Weed Bug, Arhyssus crassus Harris (Rhopalidae)

The weed bug is a house pest of considerable importance throughout California, particularly in new subdivisions and in areas adjacent to uncultivated fields, ditch banks, or levees. As much as a liter of these bugs has been collected in some houses. The adults (figure 363) are uniformly brown, and about 9 mm long. A favored host is the yellow star thistle, Centaurea solstitialis, but the insects occur on many other plants. They migrate into houses in large numbers when their native habitats are disturbed or when the weeds they normally infest begin to dry in summer. They are attracted to light-colored buildings more than to those of darker colors, and tend to crawl through any openings that they find under windows or doors. They stain draperies and rugs with their excrement, which is practically impossible to remove by the usual cleaning operations. The bugs themselves have an objectionable odor.

Control of Weed Bugs

There is no control measure that is effective after the bugs have moved into populated areas and become household pests. Even when they are sprayed before entering a house, they are still able to go inside, and then die. Their control in the form of disking or spraying, needs to be applied in the originally infested grasslands. Carbaryl (Sevin®) is an effective insecticide (R. N. Hawthorne, correspondence).

Grass Bug, Nysius raphanus Howard (Lygacidae)

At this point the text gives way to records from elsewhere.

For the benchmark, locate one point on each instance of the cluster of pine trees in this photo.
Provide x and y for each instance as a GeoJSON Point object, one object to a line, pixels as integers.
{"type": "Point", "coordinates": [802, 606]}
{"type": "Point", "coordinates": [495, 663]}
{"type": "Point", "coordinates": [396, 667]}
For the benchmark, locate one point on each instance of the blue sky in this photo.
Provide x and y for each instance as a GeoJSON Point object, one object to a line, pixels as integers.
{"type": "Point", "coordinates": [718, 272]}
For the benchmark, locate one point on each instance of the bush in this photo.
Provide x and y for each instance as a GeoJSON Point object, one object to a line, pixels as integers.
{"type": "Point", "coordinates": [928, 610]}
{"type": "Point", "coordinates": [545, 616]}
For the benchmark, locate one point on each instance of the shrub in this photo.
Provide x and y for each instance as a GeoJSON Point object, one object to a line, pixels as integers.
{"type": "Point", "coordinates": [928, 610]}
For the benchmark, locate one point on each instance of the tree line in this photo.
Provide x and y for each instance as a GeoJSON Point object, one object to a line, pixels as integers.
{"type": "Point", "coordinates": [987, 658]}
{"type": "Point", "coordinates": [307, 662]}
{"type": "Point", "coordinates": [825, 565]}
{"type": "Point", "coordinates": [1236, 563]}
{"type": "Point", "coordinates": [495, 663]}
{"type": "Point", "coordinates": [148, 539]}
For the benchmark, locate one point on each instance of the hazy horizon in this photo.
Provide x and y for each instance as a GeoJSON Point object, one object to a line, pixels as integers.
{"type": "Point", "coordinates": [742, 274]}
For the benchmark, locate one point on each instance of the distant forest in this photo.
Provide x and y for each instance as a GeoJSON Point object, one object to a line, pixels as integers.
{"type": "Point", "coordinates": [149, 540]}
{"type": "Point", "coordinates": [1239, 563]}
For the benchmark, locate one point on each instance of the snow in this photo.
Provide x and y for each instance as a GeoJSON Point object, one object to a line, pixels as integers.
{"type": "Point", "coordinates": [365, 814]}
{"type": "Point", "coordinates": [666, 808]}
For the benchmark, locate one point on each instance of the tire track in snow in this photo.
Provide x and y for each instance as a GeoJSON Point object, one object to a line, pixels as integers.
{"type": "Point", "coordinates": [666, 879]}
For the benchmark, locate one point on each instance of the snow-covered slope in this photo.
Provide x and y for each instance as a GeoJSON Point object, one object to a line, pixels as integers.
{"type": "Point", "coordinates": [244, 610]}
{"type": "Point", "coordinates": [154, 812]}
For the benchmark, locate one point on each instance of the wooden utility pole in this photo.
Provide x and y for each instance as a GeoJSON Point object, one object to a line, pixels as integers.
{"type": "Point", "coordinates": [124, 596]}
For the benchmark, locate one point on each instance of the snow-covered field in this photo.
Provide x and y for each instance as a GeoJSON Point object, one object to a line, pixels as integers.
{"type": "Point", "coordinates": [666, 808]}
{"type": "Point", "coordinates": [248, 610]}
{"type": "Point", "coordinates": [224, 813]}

This bug feeds principally on grass, in contrast to Arhyssus crassus, which feeds mainly on weeds. As a house pest, this species is most troublesome in new subdivisions. It is a very small bug, about 3 mm long, with a dark body but with whitish, translucent wings that give the insect a generally grayish appearance (figure 364). It is rather inconspicuous until it becomes very numerous. In rural areas, Nysius raphanus usually occurs in pasture lands, but in cities and towns, it is found in vacant lots and along fences. When the wild grass becomes dry, or when it is mowed or burned, the adults and nymphs migrate, covering fences and sides of houses, finally invading the buildings in great numbers. Once an infestation gets under way, it takes about 5 years for the bugs to disappear (R. N. Hawthorne, correspondence).

BEETLES

Beetles Species list

Certain beetles (order Coleoptera) may invade residences and other buildings and become troublesome seasonal pests in some areas.

Ground Beetles (Carabidae)

The ground beetles: are predaceous on many injurious insects and consequently are normally beneficial to man, but they are nevertheless considered to be pests when they enter buildings.

Tule Beetle, Agonum maculicolle Dejean

In the central valleys of California, the tule beetle is the most troublesome carabid. It breeds in the tules or marshlands along rivers, and appears in great numbers at dusk following fall rains. It may enter houses, and is particularly annoying because of its offensive odor, which is also a characteristic of various other carabids. Tule beetles usually invade a house from the direction of their breeding grounds. According to C. S. Papp, this or a closely similar species invades houses in southern California. The adults are almost 10 mm long. The pronotum and elytra are dark brown, with light-brown or tan margins (plate VIII, 8). Insecticides do not seem to be able to kill tule beetles quickly enough to keep them from crawling into a building before they die. A successful control measure has been to install an electric light above a container filled with water, with detergent added, about 50 ft (15 m) from the house. The beetles attracted to the light, fall into the water and drown.

Other Ground Beetles

Stenolophus (Agonoderus) lineola F. is a common beetle throughout the United States. It sometimes becomes a nuisance by invading houses after being attracted to porch lights (Papp, 1960).

Nomius pygmaeus (Dejean), the stink beetle, occasionally invades houses in the western states. It has a particularly offensive odor that is retained for weeks on household articles upon which the beetle has crawled (Hinton, 1945). Its presence in towns has been associated with near-by forest fires, the insects apparently having been driven out of the forests by smoke (Spencer, 1942). The control measure just suggested for the tule beetle should also be effective against other carabids that have similar habits.

Darkling Ground Beetles (Tenebrionidae)

In this family are some small black or brown species that may invade the home, particularly when they migrate into green areas from the surrounding hills after the native vegetation dries up following the last spring rains in California. In the southern part of the state, Metoponium abnorme (LeConte), Coniontis subpubescens LeConte (figure 365), C. parviceps Casey, and species of Blapstinus are examples of tenebrionids that feed on the buds and foliage of plants such as young avocado trees, grapevines, and seedling tomatoes, and may also find their way into houses in large numbers. (Figure 365.)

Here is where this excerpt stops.